Battenkill Brebis – Raw Sheep’s Milk, 3 Corner Field Farm, New York
Mike thinks that all sheep’s milk cheese “tastes like an eraser” and, for this reason, I force him to try new ones whenever they present themselves. I wish I could say that this one changed his mind (honestly, I wish I could say anything had changed his mind), but what I can say is that I happily ate both of our portions. While I had not previously heard of 3 Corner Field Farm, I now know that it is a sheep dairy and farmstead creamery in the Battenkill Valley of New York (which is basically New Hampshire). Former Manhattanites Karen Weinberg and Paul Borghard bought the farm in 1990, and they’ve been doing some serious sheep work since then. Their East Friesian tenants are grazed on fresh pasture every 24 hours, exposing the sheep (and, hence, the milk) to a wide variety of forage like clover, trefoil, and wild oregano. These flavors are then reflected in the finished product, especially considering that the cheese is made from raw milk. Battenkill Brebis is a tomme-style aged cheese with stunning complexity. The milk’s savory vegetal flavors are paired with a damp stone quality imparted by 4 to 6 months of cave-aging. Despite what others may think, this delight will not soon be erased from my memory.

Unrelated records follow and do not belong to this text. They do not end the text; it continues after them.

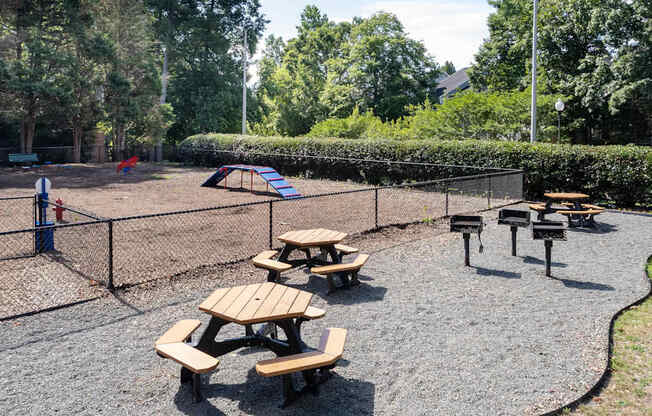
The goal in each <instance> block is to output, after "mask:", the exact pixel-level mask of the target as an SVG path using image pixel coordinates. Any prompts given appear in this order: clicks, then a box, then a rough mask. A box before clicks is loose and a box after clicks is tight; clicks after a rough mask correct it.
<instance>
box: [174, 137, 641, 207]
mask: <svg viewBox="0 0 652 416" xmlns="http://www.w3.org/2000/svg"><path fill="white" fill-rule="evenodd" d="M225 150H226V151H233V152H236V153H235V155H225V154H223V153H219V151H225ZM253 153H260V154H266V155H255V154H253ZM273 153H277V154H287V155H292V156H291V157H281V156H273V155H270V154H273ZM238 154H241V155H242V157H238ZM245 156H246V157H245ZM306 156H321V157H322V158H317V159H315V158H310V157H306ZM179 157H180V160H181V161H183V162H185V163H189V164H195V165H204V166H218V165H220V164H224V163H232V162H235V161H246V162H248V163H257V164H267V165H271V166H274V167H275V168H276V169H279V170H280V171H282V172H283V173H284V174H287V175H307V176H315V177H323V178H331V179H336V180H347V179H350V180H354V181H361V182H362V181H364V182H368V183H373V184H377V183H386V182H388V181H389V182H397V181H406V180H424V179H438V178H444V177H448V176H458V175H461V174H468V171H464V169H462V168H445V167H440V168H437V169H435V168H434V167H433V168H431V169H429V170H427V171H424V170H423V169H412V168H409V167H403V168H401V169H398V168H396V167H392V168H391V169H387V168H386V167H385V168H381V167H379V165H378V164H374V165H365V164H364V162H362V161H355V162H351V161H342V160H337V159H335V158H352V159H371V160H386V161H407V162H426V163H433V164H446V165H465V166H479V167H483V168H484V169H478V170H475V173H477V172H482V171H486V170H487V169H490V168H512V169H522V170H523V171H525V184H524V187H525V189H524V192H525V196H526V198H528V199H532V200H538V199H541V198H542V197H543V193H544V192H550V191H577V192H585V193H587V194H589V195H591V197H592V199H593V200H613V201H615V202H616V203H617V204H618V205H620V206H634V205H635V204H636V203H650V202H652V149H650V148H645V147H640V146H631V145H629V146H580V145H573V146H572V145H559V144H549V143H536V144H530V143H524V142H504V141H490V140H461V141H460V140H360V139H357V140H355V139H354V140H351V139H337V138H292V137H265V138H261V137H252V136H238V135H222V134H202V135H196V136H192V137H189V138H187V139H186V140H184V141H183V142H182V143H181V144H180V146H179Z"/></svg>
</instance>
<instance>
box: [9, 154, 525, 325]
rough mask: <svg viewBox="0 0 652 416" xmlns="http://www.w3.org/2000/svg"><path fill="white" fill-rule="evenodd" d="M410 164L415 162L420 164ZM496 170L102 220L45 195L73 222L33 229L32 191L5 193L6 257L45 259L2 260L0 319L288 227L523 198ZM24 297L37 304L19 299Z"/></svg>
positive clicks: (519, 179)
mask: <svg viewBox="0 0 652 416" xmlns="http://www.w3.org/2000/svg"><path fill="white" fill-rule="evenodd" d="M382 163H386V162H382ZM393 163H395V162H393ZM412 165H414V164H411V166H410V167H409V168H410V169H413V168H415V169H416V167H415V166H412ZM433 169H434V168H433ZM446 169H447V170H450V169H451V167H446ZM459 170H460V171H463V169H462V168H459ZM495 170H496V169H494V171H492V172H489V173H479V174H471V175H467V176H460V177H455V178H450V177H449V178H445V179H438V180H430V181H423V182H414V183H406V184H401V185H388V186H379V187H369V188H366V189H359V190H352V191H345V192H338V193H329V194H321V195H308V196H304V197H301V198H297V199H289V200H283V199H278V200H268V201H261V202H253V203H247V204H239V205H231V206H221V207H214V208H204V209H195V210H187V211H179V212H170V213H162V214H154V215H141V216H133V217H124V218H102V217H100V216H98V215H96V214H94V213H92V212H89V211H87V210H83V209H80V208H77V207H70V206H65V205H58V204H56V203H55V202H52V201H41V202H40V203H42V204H43V205H44V206H45V209H50V210H51V209H52V208H62V209H66V210H68V211H70V213H69V214H68V215H66V218H67V219H68V221H70V222H69V223H67V224H57V225H50V226H47V227H34V224H35V222H34V221H35V220H38V219H39V214H38V209H37V202H36V200H35V198H34V197H21V198H2V199H0V210H1V211H0V227H2V228H0V230H6V229H9V230H6V231H0V260H2V259H7V258H10V257H11V258H16V257H20V256H21V255H22V256H33V257H34V256H35V257H36V258H35V259H33V260H32V261H33V262H37V263H38V264H36V263H33V264H32V263H30V262H23V263H12V262H14V261H17V260H12V261H0V281H1V282H3V283H0V284H2V285H4V287H0V318H2V317H6V316H10V315H14V314H16V313H25V312H29V309H30V308H32V310H38V309H43V308H44V307H51V306H56V305H60V304H63V303H67V302H71V301H78V300H80V299H85V298H88V297H89V296H92V295H93V294H94V288H95V287H97V286H98V285H101V286H102V287H108V288H110V289H112V288H114V287H128V286H130V285H135V284H140V283H143V282H147V281H151V280H156V279H161V278H166V277H172V276H175V275H179V274H186V273H188V274H192V273H193V271H195V270H201V269H202V268H205V267H210V266H214V265H219V264H227V263H232V262H237V261H242V260H245V259H247V258H250V257H252V256H254V255H256V254H257V253H258V252H260V251H262V250H264V249H268V248H279V247H280V246H281V244H280V242H279V241H278V240H276V237H277V236H279V235H281V234H283V233H284V232H286V231H290V230H296V229H307V228H330V229H335V230H338V231H343V232H346V233H349V234H356V233H362V232H367V231H373V230H377V229H379V228H382V227H387V226H392V225H404V224H413V223H426V224H427V223H431V222H435V221H436V220H438V219H441V218H445V217H447V216H450V215H455V214H464V213H472V212H477V211H482V210H486V209H489V208H496V207H499V206H502V205H507V204H511V203H513V202H517V201H520V200H522V198H523V194H522V192H523V173H522V172H521V171H502V172H495ZM477 171H478V169H475V172H472V173H476V172H477ZM70 214H74V216H71V215H70ZM49 215H50V216H52V215H53V214H49ZM12 227H13V230H11V228H12ZM20 227H23V228H22V229H20ZM18 265H22V266H20V267H19V266H18ZM16 270H20V271H19V272H17V271H16ZM34 270H37V271H38V273H33V271H34ZM8 274H9V275H13V279H14V280H15V279H18V278H17V277H16V276H22V277H20V279H23V280H24V281H23V283H16V282H15V281H13V283H8V282H11V281H12V278H11V277H10V278H6V279H5V277H6V276H7V275H8ZM44 274H47V275H48V276H47V277H43V276H44ZM38 276H41V277H40V278H39V277H38ZM39 279H40V280H41V281H42V282H43V285H44V286H43V287H45V289H43V287H41V289H40V291H39V293H41V292H43V290H46V291H47V292H48V293H49V295H47V296H43V295H40V296H41V297H40V298H38V299H36V298H34V297H31V296H32V294H31V292H30V291H31V290H33V289H34V287H35V285H36V286H38V281H39ZM21 292H24V293H22V295H21ZM25 297H31V299H32V300H33V301H30V302H21V301H20V300H21V299H23V298H25Z"/></svg>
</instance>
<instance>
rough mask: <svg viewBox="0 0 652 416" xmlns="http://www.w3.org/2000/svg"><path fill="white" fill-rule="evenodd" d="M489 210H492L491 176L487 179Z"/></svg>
mask: <svg viewBox="0 0 652 416" xmlns="http://www.w3.org/2000/svg"><path fill="white" fill-rule="evenodd" d="M487 208H491V176H489V177H488V178H487Z"/></svg>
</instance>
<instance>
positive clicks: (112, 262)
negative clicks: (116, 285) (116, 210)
mask: <svg viewBox="0 0 652 416" xmlns="http://www.w3.org/2000/svg"><path fill="white" fill-rule="evenodd" d="M108 224H109V278H108V280H107V283H106V288H107V289H109V290H113V289H115V286H114V285H113V221H109V222H108Z"/></svg>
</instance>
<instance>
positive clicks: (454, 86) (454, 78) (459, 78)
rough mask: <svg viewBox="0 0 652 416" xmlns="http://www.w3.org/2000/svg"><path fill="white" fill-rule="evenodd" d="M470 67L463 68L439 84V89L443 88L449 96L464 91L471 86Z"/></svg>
mask: <svg viewBox="0 0 652 416" xmlns="http://www.w3.org/2000/svg"><path fill="white" fill-rule="evenodd" d="M468 69H469V67H466V68H462V69H460V70H459V71H457V72H455V73H454V74H451V75H449V76H448V77H446V78H445V79H443V80H442V81H440V82H439V84H437V88H443V89H445V90H446V93H447V94H450V93H452V92H454V91H457V90H464V89H466V88H468V87H469V86H470V82H469V74H467V72H466V71H467V70H468Z"/></svg>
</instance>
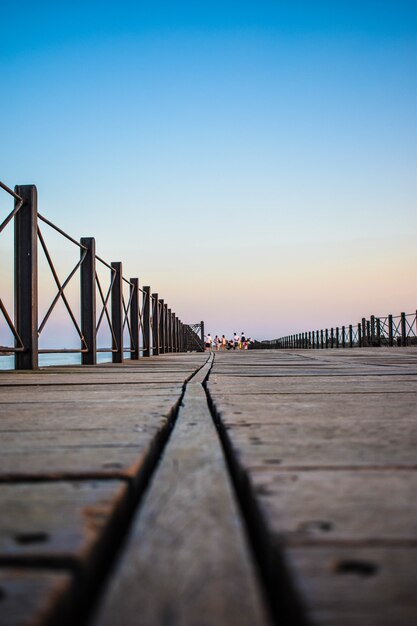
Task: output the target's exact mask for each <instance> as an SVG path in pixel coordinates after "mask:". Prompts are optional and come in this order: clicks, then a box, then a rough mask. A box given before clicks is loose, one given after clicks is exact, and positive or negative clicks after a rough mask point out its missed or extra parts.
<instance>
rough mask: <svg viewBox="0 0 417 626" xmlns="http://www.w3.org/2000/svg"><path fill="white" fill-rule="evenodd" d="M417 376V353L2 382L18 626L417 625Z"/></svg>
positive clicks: (212, 356)
mask: <svg viewBox="0 0 417 626" xmlns="http://www.w3.org/2000/svg"><path fill="white" fill-rule="evenodd" d="M416 380H417V349H416V348H389V349H384V348H374V349H353V350H348V349H345V350H304V351H303V350H275V351H274V350H259V351H254V350H253V351H231V352H225V353H223V352H216V353H205V354H201V353H200V354H199V353H188V354H165V355H163V356H160V357H153V358H150V359H145V358H144V359H140V360H139V361H136V362H129V361H128V362H126V363H124V364H106V365H99V366H94V367H88V366H84V367H82V368H81V367H61V368H58V367H54V368H46V369H43V370H40V371H35V372H24V371H21V372H3V373H1V374H0V385H1V391H0V481H1V482H0V510H1V518H0V624H1V626H67V625H68V626H69V625H71V626H79V625H80V626H83V625H86V626H87V625H88V626H138V625H139V626H218V625H220V624H222V625H224V626H258V625H259V626H273V625H274V624H279V625H280V626H304V625H305V626H307V625H316V626H363V625H366V626H412V625H414V624H415V623H417V594H416V587H417V570H416V562H417V453H416V450H417V428H416V422H417V386H416Z"/></svg>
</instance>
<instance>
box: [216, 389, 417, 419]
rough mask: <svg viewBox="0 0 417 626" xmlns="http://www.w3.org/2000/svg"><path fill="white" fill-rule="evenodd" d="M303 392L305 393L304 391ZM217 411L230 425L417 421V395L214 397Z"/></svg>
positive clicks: (383, 393)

Vermilion River Blue – Raw Cow’s Milk, Ludwig Farmstead Creamery, Illinois
Remember when I said that I sat down to eat cheese “like the consumer I am at heart”? Well, you can take the girl out from behind the cheese counter, but you can’t take the ‘monger out of the girl. One taste of Vermilion Blue, and I was overcome by the urge to just sell the hell out of it. Memorable name? Check. Semi-soft kid-friendly texture? Check. Little-to-no evident blue veining and a flavor mild enough to trick unsuspecting blue-phobics? Check and check! Damn, I want to throw on that apron and sling this stuff all day. The cheesemakers at Ludwig Farmstead Creamery have a money-maker on their hands with this raw Holstein cow’s milk “triple creme” but…do I like it? That is, quite honestly, hard to say. At the risk of sounding like a total jerk, the qualities that make this cheese so easy to sell are the same qualities that give me pause. Shouldn’t a self-described triple creme actually be creamy? Shouldn’t a raw milk blue be absolutely bursting with flavor? I didn’t get any of that with this cheese, but I did get to try a new (to me) crowd-pleaser. And, for the record, Mikey liked it.